Je n'ai plus qu'un mot à vous dire, mon Révérend ; c'est au sujet de vos voeux. J'ai lu dans le Bref du pape (10 mars 1791) que Luther, qui fut infidèle à ses voeux, était un apostat et un déserteur de son ordre. Le Saint-Père rapporte ces paroles du prophète, tirées du psaume 75 : Engagez-vous par des voeux avec le Seigneur votre Dieu, et gardez-vous ensuite d'y être infidèle. Le chef de l'Église ajoute : Si vous avez fait un voeu à Dieu, ne tardez pas à l'accomplir ; une promesse vaine et sans effet est un crime à ses yeux. Soyez donc fidèle à tenir tout ce que vous avez promis (Ecclés., V, 1). Que dois-je donc penser de vous, mon Révérend Père ? Vous avez fait voeu de pauvreté. La pauvreté religieuse se perd dans la propriété, et vous avez fait des acquisitions. Vous avez fait voeu d'obéissance. Cependant, vous avez déserté votre couvent, quitté le froc, et vous menez une vie indépendante. Vous avez fait voeu de chasteté ... Ah ! mon Père ! ... C'est ainsi qu'au mépris des lois de Dieu et de l'Église, vous avez violé vos voeux solennels de religion. Croyez-moi, mon Révérend, reprenez votre robe et tous les attributs d'un bon religieux. A la vérité, l'habit ne fait pas le moine, mais un bon moine ne quitte point son habit. Retournez donc dans votre cloître et pleurez-y le reste de vos jours votre double et scandaleuse apostasie.
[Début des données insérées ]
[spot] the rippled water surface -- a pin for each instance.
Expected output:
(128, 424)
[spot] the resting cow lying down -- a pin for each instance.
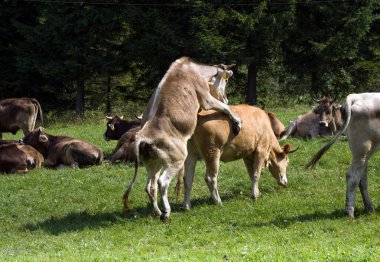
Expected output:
(63, 150)
(256, 144)
(16, 158)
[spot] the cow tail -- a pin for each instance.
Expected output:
(39, 110)
(126, 194)
(346, 115)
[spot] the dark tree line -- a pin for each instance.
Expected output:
(99, 54)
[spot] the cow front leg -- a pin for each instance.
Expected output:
(352, 182)
(363, 186)
(212, 169)
(254, 167)
(153, 173)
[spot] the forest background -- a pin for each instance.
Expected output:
(108, 55)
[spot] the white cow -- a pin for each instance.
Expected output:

Je vous autorise à faire part de ces vérités à l'intrus de Faveraye, ce prêtre sacrilège, le misérable abbé La Haye, déjà si avancé dans la voie de perdition ! Répétez-lui sans cesse qu'il est excommunié comme vous ; qu'il est sans pouvoir et en horreur à l'Église ; qu'il n'est point le pasteur légitime ; que tous les actes de juridiction qu'il prétendra exercer, sont frappés de nullité ; en un mot, dites-lui que je lui adresse les mêmes expressions qu'à vous : méditez-les de concert. Puissent-elles vous décider tous les deux au gré de la véritable Église catholique, apostolique et romaine, et vous faire rentrer dans le bon chemin !

J'aurais bien voulu étendre plus loin ces réflexions, pour opérer la conversion du Père gardien et seconder l'envie qu'il a de n'être point schismatique. Mais je lui offre gratuitement toutes les instructions dont elle a besoin.


L'intrus de Thouarcé ne démissionna que le 5 février 1794.